Hola, desde muy pequeña me percibí distinta, como ajena al mundo que me rodeaba. Me costaba tomar la iniciativa al relacionarme con mis compañeros de clase, y aunque nunca faltó quien me “aceptara” en su círculo, yo no me sentía del todo cómoda; siempre había algo que hacía que terminara aislándome.

A lo largo de mi vida he escuchado muchas veces a la gente que me rodea decirme frases como: “No exageres”, “Eso a quién le importa”, “No tienes que afectarte tanto por eso”, “Eso ya pasó, supéralo”, “No lo sufras”. Este tipo de frases fue construyendo en mí una especie de caparazón, y empecé a creer que era mejor callar, disimular o tratar de ignorar mi sentir.

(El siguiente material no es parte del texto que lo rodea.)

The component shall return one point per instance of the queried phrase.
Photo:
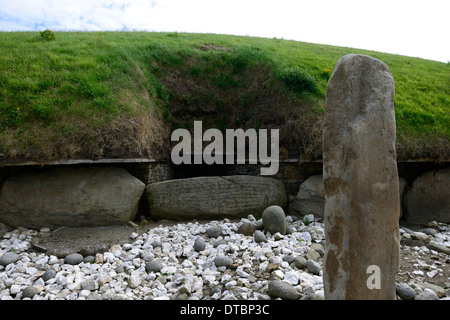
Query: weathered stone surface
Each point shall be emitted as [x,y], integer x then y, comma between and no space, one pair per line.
[214,197]
[361,180]
[428,198]
[310,198]
[71,197]
[403,186]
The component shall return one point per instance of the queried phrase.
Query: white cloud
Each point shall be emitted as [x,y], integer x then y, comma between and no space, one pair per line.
[409,27]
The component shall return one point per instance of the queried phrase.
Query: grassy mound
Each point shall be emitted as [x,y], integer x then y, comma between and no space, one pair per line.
[91,95]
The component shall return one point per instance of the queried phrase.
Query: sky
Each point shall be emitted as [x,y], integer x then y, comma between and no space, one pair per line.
[407,27]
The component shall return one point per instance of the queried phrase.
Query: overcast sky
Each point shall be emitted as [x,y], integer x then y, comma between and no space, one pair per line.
[408,27]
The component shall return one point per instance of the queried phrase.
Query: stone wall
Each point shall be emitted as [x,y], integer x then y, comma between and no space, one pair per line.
[292,173]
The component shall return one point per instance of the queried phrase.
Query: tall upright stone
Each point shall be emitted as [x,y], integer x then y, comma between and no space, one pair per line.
[362,204]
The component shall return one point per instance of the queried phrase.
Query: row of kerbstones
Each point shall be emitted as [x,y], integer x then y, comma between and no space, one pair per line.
[98,196]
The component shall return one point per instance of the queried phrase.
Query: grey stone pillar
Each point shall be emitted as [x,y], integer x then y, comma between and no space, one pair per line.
[362,203]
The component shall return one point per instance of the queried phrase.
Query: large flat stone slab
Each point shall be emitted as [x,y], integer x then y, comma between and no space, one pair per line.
[70,197]
[214,197]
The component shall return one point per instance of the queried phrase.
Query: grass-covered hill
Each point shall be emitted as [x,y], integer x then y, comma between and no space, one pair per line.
[91,95]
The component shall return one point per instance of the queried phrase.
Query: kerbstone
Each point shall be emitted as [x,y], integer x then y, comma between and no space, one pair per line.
[214,197]
[70,197]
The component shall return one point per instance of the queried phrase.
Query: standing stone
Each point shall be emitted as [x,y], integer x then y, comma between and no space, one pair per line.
[361,181]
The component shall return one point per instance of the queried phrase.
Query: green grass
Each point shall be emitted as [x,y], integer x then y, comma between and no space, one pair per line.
[118,94]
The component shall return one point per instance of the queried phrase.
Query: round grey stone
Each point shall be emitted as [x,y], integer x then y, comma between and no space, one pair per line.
[214,232]
[247,228]
[29,292]
[153,266]
[283,290]
[427,295]
[156,244]
[89,259]
[313,267]
[223,261]
[73,259]
[300,262]
[259,236]
[404,291]
[120,269]
[49,274]
[199,244]
[274,220]
[9,257]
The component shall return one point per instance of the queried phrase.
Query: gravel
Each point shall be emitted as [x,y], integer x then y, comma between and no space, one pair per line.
[200,261]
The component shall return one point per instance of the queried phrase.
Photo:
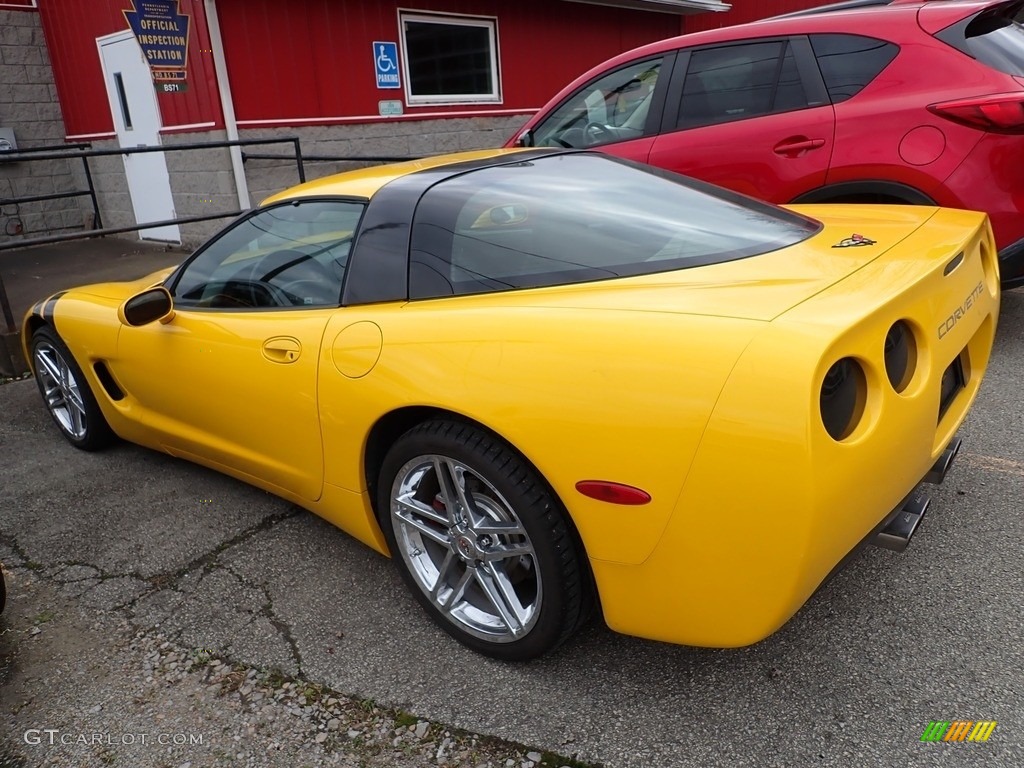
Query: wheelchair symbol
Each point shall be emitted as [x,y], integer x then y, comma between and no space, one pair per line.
[384,62]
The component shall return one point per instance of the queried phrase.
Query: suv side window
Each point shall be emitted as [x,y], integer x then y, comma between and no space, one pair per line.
[848,62]
[736,82]
[613,108]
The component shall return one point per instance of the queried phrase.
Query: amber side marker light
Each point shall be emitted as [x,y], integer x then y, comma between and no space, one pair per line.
[613,493]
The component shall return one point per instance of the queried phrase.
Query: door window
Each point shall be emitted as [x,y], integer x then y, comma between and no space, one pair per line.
[740,81]
[290,255]
[614,108]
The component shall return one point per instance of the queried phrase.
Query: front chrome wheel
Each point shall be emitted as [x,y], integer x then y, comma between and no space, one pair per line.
[66,392]
[61,390]
[466,548]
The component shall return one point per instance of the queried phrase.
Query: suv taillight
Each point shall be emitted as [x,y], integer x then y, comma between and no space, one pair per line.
[1000,113]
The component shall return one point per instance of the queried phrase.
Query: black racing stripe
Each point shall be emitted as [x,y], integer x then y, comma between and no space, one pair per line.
[47,309]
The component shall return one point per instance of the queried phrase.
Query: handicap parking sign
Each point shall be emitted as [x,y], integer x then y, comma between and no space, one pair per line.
[386,64]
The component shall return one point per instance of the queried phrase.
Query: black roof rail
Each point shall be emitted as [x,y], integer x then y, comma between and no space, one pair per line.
[846,5]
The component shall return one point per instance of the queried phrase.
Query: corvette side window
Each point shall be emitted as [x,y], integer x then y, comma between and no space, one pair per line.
[736,82]
[285,256]
[613,108]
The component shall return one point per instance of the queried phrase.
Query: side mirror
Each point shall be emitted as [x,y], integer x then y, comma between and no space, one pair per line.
[142,308]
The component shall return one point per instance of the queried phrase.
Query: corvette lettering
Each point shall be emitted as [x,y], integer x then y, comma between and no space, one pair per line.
[950,323]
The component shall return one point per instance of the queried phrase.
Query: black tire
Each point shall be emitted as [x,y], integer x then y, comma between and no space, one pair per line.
[83,426]
[504,491]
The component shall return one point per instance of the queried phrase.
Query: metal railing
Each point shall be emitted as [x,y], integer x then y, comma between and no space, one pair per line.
[85,152]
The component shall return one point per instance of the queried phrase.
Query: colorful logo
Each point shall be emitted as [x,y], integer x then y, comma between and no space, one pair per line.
[854,241]
[958,730]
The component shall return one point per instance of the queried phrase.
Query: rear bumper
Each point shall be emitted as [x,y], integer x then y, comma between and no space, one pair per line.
[1012,265]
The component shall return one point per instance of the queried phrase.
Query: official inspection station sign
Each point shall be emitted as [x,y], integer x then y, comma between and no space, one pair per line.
[162,31]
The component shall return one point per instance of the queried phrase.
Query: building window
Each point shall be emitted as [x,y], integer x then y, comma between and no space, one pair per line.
[450,59]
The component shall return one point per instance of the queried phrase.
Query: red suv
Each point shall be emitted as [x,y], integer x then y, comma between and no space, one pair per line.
[910,102]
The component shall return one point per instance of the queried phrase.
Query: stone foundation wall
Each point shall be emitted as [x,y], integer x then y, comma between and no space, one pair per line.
[29,104]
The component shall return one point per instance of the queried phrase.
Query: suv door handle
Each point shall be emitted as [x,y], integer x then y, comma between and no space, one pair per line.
[282,349]
[796,146]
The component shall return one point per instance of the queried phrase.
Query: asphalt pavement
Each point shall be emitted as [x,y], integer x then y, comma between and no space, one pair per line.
[893,642]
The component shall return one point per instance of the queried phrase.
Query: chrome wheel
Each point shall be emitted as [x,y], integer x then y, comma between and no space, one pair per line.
[61,390]
[466,548]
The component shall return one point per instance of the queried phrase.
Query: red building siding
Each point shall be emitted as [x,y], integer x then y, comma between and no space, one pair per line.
[72,28]
[749,10]
[292,62]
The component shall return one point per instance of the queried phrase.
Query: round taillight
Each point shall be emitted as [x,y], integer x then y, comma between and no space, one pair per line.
[901,355]
[842,400]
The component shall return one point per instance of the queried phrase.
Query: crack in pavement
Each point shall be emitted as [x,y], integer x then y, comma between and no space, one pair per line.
[267,611]
[167,581]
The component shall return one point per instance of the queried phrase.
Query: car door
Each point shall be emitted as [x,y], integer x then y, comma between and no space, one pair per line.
[619,112]
[230,379]
[753,117]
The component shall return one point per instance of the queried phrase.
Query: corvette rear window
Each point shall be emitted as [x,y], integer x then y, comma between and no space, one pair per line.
[581,217]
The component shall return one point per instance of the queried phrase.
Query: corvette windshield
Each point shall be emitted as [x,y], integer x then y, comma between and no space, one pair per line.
[579,217]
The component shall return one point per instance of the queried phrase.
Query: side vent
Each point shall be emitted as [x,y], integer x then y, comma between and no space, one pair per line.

Fue durante el confinamiento por la pandemia de COVID-19 que descubrí el rasgo PAS. Me identifiqué tanto con él… ¡¡sentí tanta emoción que quería salir a la calle a gritar: “¡No estoy loca, hay más gente como yo!” Empecé a buscar información sobre el tema y una amiga me recomendó el grupo de Facebook Chicas PAS. Después tomé un curso-taller para conocer más acerca de la alta sensibilidad, ofrecido por PAS México.

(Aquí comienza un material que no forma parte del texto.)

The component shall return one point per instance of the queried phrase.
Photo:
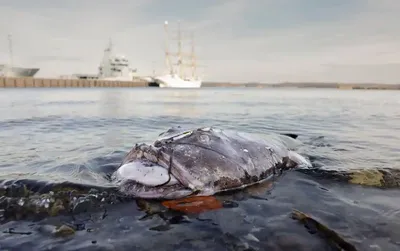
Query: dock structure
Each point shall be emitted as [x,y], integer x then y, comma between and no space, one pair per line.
[30,82]
[6,82]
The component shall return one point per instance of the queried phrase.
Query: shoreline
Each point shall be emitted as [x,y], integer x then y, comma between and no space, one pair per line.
[28,82]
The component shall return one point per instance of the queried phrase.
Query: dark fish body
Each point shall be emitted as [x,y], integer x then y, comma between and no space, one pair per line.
[204,161]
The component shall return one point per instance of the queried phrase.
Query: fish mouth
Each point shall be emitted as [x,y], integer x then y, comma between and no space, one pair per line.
[146,173]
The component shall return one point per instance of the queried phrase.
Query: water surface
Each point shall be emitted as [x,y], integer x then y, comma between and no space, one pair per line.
[81,135]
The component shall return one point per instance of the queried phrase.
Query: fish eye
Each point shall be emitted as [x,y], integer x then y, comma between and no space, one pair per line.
[204,138]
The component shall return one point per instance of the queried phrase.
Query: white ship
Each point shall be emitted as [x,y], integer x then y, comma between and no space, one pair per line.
[113,67]
[9,70]
[176,78]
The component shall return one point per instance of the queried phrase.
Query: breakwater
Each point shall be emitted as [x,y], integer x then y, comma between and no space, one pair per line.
[7,82]
[65,83]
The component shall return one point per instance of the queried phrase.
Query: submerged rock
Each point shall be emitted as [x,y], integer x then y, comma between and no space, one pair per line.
[64,231]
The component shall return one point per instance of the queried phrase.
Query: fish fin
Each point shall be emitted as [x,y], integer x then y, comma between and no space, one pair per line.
[300,160]
[292,135]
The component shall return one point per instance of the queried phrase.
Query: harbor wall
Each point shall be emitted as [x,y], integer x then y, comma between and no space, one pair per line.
[6,82]
[29,82]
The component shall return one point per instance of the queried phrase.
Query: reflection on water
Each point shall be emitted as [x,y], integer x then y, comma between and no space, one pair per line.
[81,136]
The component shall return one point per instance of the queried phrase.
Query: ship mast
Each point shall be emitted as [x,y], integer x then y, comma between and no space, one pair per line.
[179,50]
[10,50]
[167,59]
[193,58]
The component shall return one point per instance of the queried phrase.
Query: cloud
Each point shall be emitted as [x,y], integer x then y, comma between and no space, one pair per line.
[237,40]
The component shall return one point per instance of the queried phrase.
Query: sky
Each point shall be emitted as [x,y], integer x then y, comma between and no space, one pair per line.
[265,41]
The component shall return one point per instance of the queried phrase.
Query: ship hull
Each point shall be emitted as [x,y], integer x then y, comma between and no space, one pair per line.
[172,81]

El saberme PAS trajo tranquilidad y cierto orden a mi vida, ya que inicié un proceso de autoconocimiento y comprensión de tantas cosas por las que había pasado. Sin embargo, hace aproximadamente año y medio viví una situación que me afectó de tal manera que me desequilibró nuevamente. Por este motivo busqué ayuda terapéutica.

Antes de esta experiencia pensaba que la terapia no era para mí, que solo la necesitaban ciertas personas. ¡Qué equivocada estaba! Ahora sé que buscar apoyo terapéutico es una de las mejores decisiones que he tomado en mi vida. En terapia encuentro un espacio seguro de escucha y comprensión.

Mi terapeuta, es una persona muy preparada y siempre encuentra las palabras adecuadas que me permiten cuestionarme y reflexionar, acompañando así mi proceso de autodescubrimiento y sanación. Me siento muy afortunada, ya que he podido mejorar la forma en que me relaciono, principalmente con mi familia, pero sobre todo he aprendido a reconocer mi valor, fortalecer mi autoestima, reconocerme y comprenderme.